Personally I find the specifics of the machine to matter an enormous amount to how I feel about it... so much so that Nozick's thought experiment doesn't really work for me in its philosophically intended manner. There has been a lot of play with the concept in fiction that neighbors on the trope where the machine just gives you the experience of leaving the machine if you try to leave it. This is probably some kind of archetypal response to how disgusting it is in practice for people to be pure subjective hedonists?

THIRD Greg Egan's novel Diaspora has most of the human descended people living purely in and as software.

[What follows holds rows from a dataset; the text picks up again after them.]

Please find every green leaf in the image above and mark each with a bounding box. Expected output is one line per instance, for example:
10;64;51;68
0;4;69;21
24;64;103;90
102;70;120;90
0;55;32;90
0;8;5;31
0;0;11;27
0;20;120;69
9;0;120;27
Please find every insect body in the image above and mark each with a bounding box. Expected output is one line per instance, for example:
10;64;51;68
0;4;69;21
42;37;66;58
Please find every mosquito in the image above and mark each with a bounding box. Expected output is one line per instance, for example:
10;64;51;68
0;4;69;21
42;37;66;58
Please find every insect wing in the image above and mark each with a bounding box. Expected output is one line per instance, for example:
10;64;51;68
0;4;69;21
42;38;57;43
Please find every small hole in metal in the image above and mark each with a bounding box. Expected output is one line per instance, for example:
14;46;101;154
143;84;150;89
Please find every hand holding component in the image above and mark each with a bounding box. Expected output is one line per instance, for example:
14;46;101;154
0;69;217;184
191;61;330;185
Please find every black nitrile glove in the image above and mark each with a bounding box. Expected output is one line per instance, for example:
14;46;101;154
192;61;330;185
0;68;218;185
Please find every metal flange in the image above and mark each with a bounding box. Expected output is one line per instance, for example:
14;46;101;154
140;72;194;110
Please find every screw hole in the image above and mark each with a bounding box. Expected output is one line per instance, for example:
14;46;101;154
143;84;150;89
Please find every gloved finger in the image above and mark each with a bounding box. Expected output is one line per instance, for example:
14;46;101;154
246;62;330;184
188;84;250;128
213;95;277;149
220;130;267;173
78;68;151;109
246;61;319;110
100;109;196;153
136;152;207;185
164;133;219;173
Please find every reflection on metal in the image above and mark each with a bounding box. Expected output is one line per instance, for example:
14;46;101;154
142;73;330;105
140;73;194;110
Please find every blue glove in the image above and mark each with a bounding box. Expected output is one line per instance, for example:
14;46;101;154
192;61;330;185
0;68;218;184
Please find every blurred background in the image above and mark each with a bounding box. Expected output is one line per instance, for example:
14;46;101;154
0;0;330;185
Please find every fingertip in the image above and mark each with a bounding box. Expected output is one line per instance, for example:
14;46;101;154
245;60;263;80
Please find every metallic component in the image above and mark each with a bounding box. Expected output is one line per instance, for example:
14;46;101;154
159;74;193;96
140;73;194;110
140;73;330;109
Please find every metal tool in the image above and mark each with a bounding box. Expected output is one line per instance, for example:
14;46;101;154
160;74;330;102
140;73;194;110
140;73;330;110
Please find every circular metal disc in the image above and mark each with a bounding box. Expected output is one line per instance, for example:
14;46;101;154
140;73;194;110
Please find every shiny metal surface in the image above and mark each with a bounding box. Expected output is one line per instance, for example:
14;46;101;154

In the novel any common environment simulator and interface (which has hooks into the sensory processes of the software people) is referred to as a "scape" and many of the software people's political positions revolve around which kinds of scapes are better or worse for various reasons.

Konishi Polis produces a lot of mathematicians, and has a scape that supports "gestalt" (like vision) and "linear" (like speech or sound) but it does not support physical contact between avatars (their relative gestalt positions just ghost around and through each other) because physical contact seems sort of metaphysically coercive and unethical to them. By contrast Carter-Zimmerman produces the best physicists, and it has relatively high quality physics simulations built into their scape, because they think that high quality minds with powerful intuitions require that kind of low level physical experience embedded into their everyday cognitive routines. There are also flesh people (who think flesh gives them authenticity or something like that) and robots (who think "fake physics" is fake, even though having flesh bodies is too dangerous) and so on.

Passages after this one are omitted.